ISIS fighters convoy
Russian military makes public complaint that ISIS attack on Deir Ezzor and ISIS threats against Palmyra are the result of the intentional relocation by the US of ISIS fighters from Mosul to Syria.

With Palmyra still under ISIS control, and with ISIS threatening to capture Deir Ezzor, the Russian military has once against blamed the military crisis in eastern Syria on the US.

The Russian military first did so in the immediate aftermath of the fall of Palmyra in December when it complained - rightly - that the reason ISIS was able to send troops to Palmyra from Mosul and Raqqa was because ISIS is under no real pressure there.

The Head of the Main Operations Department of Russia's General Staff, Lieutenant-General Sergey Rudskoi, has now blamed the US again, claiming that the increase of ISIS fighters in eastern Syria is directly linked to the US-led operations against ISIS in Mosul:
The actions of the US-led coalition grouping near the Iraqi city of Mosul have largely boiled down to edging out considerable forces of the ISIL [the former name of the IS] towards the eastern part of Syria where militants are moving weapons, explosives and manpower almost unimpededly towards Palmyra, Deir ez-Zor and also the town of al-Bab bordering on Turkey.
That this was what would happen - and even that it was planned in advance - was being said by many people at the very start of the Mosul operation in October. Here for example is what Vaughan Famularo wrote in The Duran on 19th October 2016:
The Russian news media RIA Novosti, has revealed that US and Saudi leaders have decided to allow the safe passage of 9000 ISIS terrorists to vacate Mosul in Iraq and, relocate into Syria.

The surprising information was leaked by an anonymous diplomatic source. It was also claimed that this decision was conditional on the terrorists agreeing to fight Syrian and Russian troops in Palmyra and Deir Ezzor.
There is probably some truth to this claim. ISIS's forces in Mosul are not encircled, and with ISIS now finally driven out of the eastern part of the city across the Tigris, it is possible that some of ISIS's fighters are choosing to escape from Mosul in order to join the fight in Syria. Whether the number comes to 9,000 fighters is another matter.

There are now reports that Iraqi troops have launched an attack aimed at trying to close the Syrian border, presumably in order to prevent ISIS fighters escaping from Mosul fleeing to Syria. The joint operation by Russia and Turkey at Al-Bab may also be intended by Moscow to pave the way for more Turkish operations against ISIS in eastern Syria to deal with the current crisis.

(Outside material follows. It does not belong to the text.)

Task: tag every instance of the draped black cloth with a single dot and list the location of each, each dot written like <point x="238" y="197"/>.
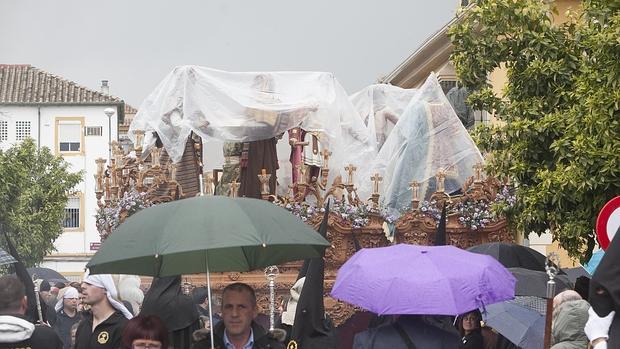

General Rudskoi's comments show how seriously the Russians are treating this crisis, with the Russians claiming to be concerned about further threats from ISIS against Palmyra's monuments:
We've received evidence confirmed by several sources a large amount of explosives is being moved to Palmyra. Islamic State terrorists are plotting to wipe out the world's historical heritage in that city.
and with the Russians also warning of a genocide in the event of ISIS's capture of Deir Ezzor:
The situation remains difficult in the Deir ez-Zor area, the city has been besieged by the IS terrorists for around three years. Taking advantage of their numerical superiority, the militants continue to attack the positions of the Syrian troops. In case the city is taken by terrorists, the residents will face a true genocide. The population of Deir ez-Zor may be exterminated.
ISIS's advance in eastern Syria cannot threaten the security of the Syrian government in faraway Damascus. The heartland of Syria's power is in the populous coastal districts of the west. With eastern Aleppo recaptured, the countryside around Damascus largely secured, the towns of Hama and Homs firmly under the Syrian government's control, and with the Al-Qaeda led Jihadis driven out of most of Latakia province, advances by ISIS in the desert regions of Syria's east cannot threaten the survival of Syria's government.

Nonetheless neither Syria nor Russia nor ultimately any of the surrounding countries (Turkey, Iran and Jordan) can tolerate a force like ISIS in control of eastern Syria if only because of the threat it poses to all of them. Nor on any objective assessment of its own interests can the US.

What this situation urgently requires is much closer cooperation between all these parties, to ensure that crises of the sort we are now seeing do not recur as a result of ISIS shifting its forces from one front to another as it seeks to compensate for losses in one area by making gains in another.

Up to now that level of cooperation has been lacking, which is why the crisis in eastern Syria has arisen in the first place.

Possibly with Russia and Turkey now cooperating against ISIS with each other, and with the arrival in Donald Trump of a US President who genuinely seems committed to defeating ISIS as opposed to using ISIS to undermine the Syrian government, that cooperation may now happen.